The Polish nation led the overthrow of the most murderous, totalitarian regime of all time. Pope John Paul II termed it a "victory of fidelity": "fidelity to Christ crucified in the moment of your own crucifixion";
fidelity to the Holy Spirit "who led you through the darkness"; fidelity to "Peter's successors and to the successors of the apostles, the bishops"; and "fidelity to the nation which is particularly expressed in solidarity with the persecuted and ... those who seek the truth and love freedom."

The Holy Father charged his countrymen with the task of building a free Church "on the basis of what you have brought to maturity during the years of trial."
Today Poland stands alone among the nations of what was once Christendom, in rejecting a new slavery of secular humanism, materialism and hedonism. Forged in the fire of the twentieth century, will she once again be the instrument God uses to save western civilization?

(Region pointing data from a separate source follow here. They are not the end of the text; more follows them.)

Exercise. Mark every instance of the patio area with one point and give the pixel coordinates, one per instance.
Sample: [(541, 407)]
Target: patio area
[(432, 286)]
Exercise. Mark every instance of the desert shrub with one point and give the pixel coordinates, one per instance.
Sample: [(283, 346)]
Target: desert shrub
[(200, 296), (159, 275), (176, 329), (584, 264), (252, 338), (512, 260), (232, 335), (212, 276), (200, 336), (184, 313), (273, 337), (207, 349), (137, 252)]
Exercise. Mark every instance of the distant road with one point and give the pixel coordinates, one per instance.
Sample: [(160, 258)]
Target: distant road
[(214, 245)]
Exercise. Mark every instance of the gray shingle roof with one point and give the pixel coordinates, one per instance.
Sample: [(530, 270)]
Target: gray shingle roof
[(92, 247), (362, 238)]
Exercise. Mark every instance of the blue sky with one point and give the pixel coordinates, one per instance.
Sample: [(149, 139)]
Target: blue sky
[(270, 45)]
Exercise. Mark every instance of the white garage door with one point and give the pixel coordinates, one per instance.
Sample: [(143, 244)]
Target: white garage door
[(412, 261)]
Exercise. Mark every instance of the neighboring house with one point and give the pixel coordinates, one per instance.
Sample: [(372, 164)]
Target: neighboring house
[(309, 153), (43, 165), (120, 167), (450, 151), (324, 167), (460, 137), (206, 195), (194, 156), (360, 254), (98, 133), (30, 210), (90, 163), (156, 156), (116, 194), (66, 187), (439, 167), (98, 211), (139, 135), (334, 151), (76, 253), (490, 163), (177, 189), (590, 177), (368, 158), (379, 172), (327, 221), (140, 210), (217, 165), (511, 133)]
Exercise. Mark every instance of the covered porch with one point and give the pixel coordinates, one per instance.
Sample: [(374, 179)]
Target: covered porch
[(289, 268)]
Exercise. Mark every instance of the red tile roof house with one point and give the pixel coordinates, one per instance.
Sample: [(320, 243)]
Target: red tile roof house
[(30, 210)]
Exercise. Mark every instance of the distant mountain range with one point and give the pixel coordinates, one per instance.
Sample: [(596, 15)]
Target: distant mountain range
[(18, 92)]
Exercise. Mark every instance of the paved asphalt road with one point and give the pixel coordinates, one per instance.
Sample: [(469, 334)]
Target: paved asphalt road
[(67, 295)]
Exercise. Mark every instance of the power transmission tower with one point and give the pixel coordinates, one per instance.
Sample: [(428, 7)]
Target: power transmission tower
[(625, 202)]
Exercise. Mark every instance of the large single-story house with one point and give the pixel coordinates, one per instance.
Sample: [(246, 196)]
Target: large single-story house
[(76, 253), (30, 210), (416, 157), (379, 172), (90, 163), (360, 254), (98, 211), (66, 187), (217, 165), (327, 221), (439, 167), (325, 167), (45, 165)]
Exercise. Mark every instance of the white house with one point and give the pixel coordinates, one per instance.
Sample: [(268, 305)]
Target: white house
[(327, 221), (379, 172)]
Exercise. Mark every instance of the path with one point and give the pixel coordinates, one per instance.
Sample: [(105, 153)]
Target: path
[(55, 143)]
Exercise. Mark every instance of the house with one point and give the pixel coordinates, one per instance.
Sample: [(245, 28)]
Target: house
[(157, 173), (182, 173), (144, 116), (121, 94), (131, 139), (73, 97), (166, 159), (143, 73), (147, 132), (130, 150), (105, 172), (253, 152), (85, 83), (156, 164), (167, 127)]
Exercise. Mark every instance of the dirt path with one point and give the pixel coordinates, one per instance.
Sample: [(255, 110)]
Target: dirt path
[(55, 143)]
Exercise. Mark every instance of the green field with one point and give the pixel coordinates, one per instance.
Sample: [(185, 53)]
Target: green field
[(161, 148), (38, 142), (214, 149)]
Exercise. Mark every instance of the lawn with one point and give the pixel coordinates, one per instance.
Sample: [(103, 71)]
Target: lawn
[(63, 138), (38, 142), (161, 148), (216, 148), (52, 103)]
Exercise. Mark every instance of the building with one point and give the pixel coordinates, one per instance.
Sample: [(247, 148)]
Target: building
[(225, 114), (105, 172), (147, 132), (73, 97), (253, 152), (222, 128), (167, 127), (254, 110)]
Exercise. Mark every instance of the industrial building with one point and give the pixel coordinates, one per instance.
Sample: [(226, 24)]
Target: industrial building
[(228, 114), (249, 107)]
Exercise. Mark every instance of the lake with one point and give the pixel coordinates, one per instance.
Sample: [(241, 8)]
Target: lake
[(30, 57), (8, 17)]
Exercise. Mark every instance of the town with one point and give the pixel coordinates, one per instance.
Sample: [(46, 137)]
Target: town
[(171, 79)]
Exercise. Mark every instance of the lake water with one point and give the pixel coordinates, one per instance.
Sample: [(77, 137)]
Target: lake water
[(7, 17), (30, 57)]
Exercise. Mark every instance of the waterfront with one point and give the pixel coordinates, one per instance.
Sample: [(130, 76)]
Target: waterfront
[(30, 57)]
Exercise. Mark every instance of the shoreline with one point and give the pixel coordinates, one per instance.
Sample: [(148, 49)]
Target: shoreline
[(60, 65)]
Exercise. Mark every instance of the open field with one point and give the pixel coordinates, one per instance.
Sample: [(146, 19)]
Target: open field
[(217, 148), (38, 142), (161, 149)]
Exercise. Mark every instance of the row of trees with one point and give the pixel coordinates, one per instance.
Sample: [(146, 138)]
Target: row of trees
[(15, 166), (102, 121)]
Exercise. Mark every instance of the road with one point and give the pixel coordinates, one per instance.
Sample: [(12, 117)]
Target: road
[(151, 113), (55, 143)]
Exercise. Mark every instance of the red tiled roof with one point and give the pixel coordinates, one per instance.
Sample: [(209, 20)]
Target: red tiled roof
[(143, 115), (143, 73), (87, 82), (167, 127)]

I have been moved to learn about Poland and its role in salvific history, by Pope John Paul II, by the life and martyrdom of Father Jerzy Popieluszko, and by extraordinarily good and loving Polish people who became my best friends when I lived in Jersey City, New Jersey. Those friends and I confronted evil, and with prayer, perseverance, solidarity and hope, we watched as "God conquered."

On this day, commemorated by a Polish language Mass and Jersey City's Polish Festival, I send my love and very best wishes to the Committee for the Defense of Our Lady of Czestochowa Church and all those who helped us. Sto Lat!